It’s pity the so-called national parties like the BJP do not realise that an election result is not found inside an electronic voting machine. It’s found in the eyes of the common man. If they wilt with sadness, no ruling party can ever win. If they gleam with joy, no ruling party can ever lose. This is God’s own truth.
As different political commentators and television channels which should actually be called BJP NOW, instead of what they are called, and bend over, putting saffron dots across India’s map, here are some hard truths about the BJP’s performance in the five states whose results were announced on Thursday. In Assam, a three term anti-incumbency got the Congress out of power, not the BJP. Moreover Assam has been highly polarised. The issue of immigrants infiltrating from Bangladesh and managing to get virtual citizenship had enraged locals. This has nothing to do with Modi’s governance. And unlike in neighbouring Bengal and Tamil Nadu, the Congress as the ruling party in Assam, didn’t deliver on emotive basic promises. What happened in Goa in 2012, repeated in Assam
in 2016.
So then, before the hyper active social media explodes sending enough tweets to fill the Brahmaputra river by writing Assam, Assam and Assam, let us remind the BJP that they have won seats in single digits in all the other states they contested. And if democracy is a game of numbers and governments, the national party whose Prime Minister won an unprecedented mandate in 2014, has very little to celebrate, losing four out of five states which went to the polls whose results were declared on Thursday.

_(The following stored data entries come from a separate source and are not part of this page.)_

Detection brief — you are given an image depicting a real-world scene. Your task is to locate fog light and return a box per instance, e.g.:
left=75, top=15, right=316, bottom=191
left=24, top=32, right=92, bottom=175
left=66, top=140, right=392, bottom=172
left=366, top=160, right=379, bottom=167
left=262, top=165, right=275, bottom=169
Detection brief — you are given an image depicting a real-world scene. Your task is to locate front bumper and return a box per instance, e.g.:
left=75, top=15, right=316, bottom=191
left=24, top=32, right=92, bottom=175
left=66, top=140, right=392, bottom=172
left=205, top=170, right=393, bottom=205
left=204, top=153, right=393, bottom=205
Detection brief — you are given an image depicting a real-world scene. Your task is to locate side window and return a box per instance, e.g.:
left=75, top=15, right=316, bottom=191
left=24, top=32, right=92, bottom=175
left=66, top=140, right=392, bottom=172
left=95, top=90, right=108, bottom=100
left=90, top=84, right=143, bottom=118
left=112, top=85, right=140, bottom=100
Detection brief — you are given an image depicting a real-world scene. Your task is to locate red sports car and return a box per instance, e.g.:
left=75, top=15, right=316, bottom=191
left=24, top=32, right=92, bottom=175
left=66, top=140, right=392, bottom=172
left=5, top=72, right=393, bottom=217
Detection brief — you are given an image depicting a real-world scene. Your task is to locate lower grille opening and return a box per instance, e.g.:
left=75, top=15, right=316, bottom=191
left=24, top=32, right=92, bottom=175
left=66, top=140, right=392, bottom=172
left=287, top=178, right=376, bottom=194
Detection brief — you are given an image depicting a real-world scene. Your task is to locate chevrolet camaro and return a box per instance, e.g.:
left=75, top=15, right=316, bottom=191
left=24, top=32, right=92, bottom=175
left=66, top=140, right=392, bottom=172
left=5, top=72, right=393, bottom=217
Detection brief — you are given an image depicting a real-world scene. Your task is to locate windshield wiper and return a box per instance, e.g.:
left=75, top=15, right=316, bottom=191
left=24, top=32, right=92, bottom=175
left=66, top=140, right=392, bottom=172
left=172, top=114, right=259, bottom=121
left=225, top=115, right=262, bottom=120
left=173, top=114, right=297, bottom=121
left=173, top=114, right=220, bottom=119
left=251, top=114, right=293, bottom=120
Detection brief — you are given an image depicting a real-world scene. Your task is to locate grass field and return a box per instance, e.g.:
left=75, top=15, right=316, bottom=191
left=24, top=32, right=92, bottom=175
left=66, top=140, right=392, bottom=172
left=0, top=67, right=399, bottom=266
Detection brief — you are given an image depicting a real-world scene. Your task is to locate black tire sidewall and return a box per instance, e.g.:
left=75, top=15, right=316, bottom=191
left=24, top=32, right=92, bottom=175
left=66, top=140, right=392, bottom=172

In Kerala, the BJP was not even in the equation. The ouster of the Congress-led UDF and the return of the Left was a triumph of a regional force getting rid of national party which has not delivered. This was the real template of this election. And it will soon be a template of India and Goa needs to understand that. Parties will pay for betraying people, and those that are in sync with people’s needs and sentiments will win. The BJP won just one seat there and is shamelessly terming this as an “inroad” into Kerala.
Tamil Nadu is a re-assertion of two principles. A performing government will be re-elected and family politics itself doesn’t stand a chance of getting electoral success. J Jayalalithaa’s return to power, the second time in 32 years that a party has been able to form government’s twice in succession (albeit with truncated seats), is an apt testimony to this. Tamil Nadu also proved that family raj for the sake of it alone, isn’t enough to beat people raj. Admittedly DMK supremo Karunanidhi’s son MK Stalin campaigned on behalf of his father tirelessly taking the DMK tally to 101 but Amma retained her government riding on hugely populists schemes which worked.

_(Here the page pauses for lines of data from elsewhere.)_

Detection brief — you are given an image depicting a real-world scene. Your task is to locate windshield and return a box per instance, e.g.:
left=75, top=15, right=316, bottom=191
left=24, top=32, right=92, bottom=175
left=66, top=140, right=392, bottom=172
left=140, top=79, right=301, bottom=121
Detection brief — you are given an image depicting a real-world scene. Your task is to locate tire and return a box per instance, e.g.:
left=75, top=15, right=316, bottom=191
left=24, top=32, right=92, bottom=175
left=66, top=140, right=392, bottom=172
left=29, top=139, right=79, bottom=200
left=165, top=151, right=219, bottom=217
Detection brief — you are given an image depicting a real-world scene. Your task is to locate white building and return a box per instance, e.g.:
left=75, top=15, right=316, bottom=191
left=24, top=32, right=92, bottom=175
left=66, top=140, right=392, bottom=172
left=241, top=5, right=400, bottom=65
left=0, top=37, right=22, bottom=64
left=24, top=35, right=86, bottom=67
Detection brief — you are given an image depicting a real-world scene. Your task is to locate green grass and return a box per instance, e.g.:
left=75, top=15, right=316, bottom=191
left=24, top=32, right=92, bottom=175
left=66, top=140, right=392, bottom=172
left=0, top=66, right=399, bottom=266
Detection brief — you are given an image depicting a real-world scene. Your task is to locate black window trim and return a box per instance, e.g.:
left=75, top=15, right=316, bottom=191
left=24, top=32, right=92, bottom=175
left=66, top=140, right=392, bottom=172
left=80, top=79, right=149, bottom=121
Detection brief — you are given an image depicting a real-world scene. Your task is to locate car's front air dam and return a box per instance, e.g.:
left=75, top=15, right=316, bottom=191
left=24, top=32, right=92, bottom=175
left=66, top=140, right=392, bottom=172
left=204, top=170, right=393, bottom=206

And finally, the Bengal story is what movie scripts are made of. Mamata Bannerjee version 2.0 has won an even greater majority than last time. And read this again and again. Her party Trinamool Congress won 211 out of 294 seats. And how many did the BJP win? 3. Therefore the pictures of the Prime Minister and his party president Amit Shah posing with Assamese ethnic hats, put into shade the reality of these elections. But intelligent Indians are saying “Topi maat pehnao” (an euphemism for, ‘do not fool us’).
And these are realities that should matter to Goa and Goans.
a) The new Indian, from the innermost of rural recesses to the posh-est of towns wants a simple trade off for his vote – Governance. Voters do not want promises or slogans. They want their jobs, get their water and power and roads and above all, the confidence that the government won’t sell them off. Those who call TMC a rural party should look at the results of 11 seats in Calcutta the capital. It read- TMC 11, Others 0. The entire might of Mr Modi and company couldn’t get a single seat in Calcutta. In fact, good governance is a bigger issue than even corruption for the common Indian voter.
b) Regional Parties, which tap into the aspirations of locals, aspirations which may be far removed from issues national parties think are important, will win seats and elections. And a time has come when people will vote for the best person in the local area and not to decide who should be in power in the state. And a regional party which manages to field the most number of people who can individually tap into people’s aspirations, coupled with overall delivery across the state, will win hands down. Kerala, Tamil Nadu and West Bengal now, apart from Orissa, Bihar, Uttar Pradesh, Delhi, Andhra Pradesh and Jammu and Kashmir are all flying the flag of regionalism.
So when we say India lives in its villages, India now votes for those who make their villages liveable.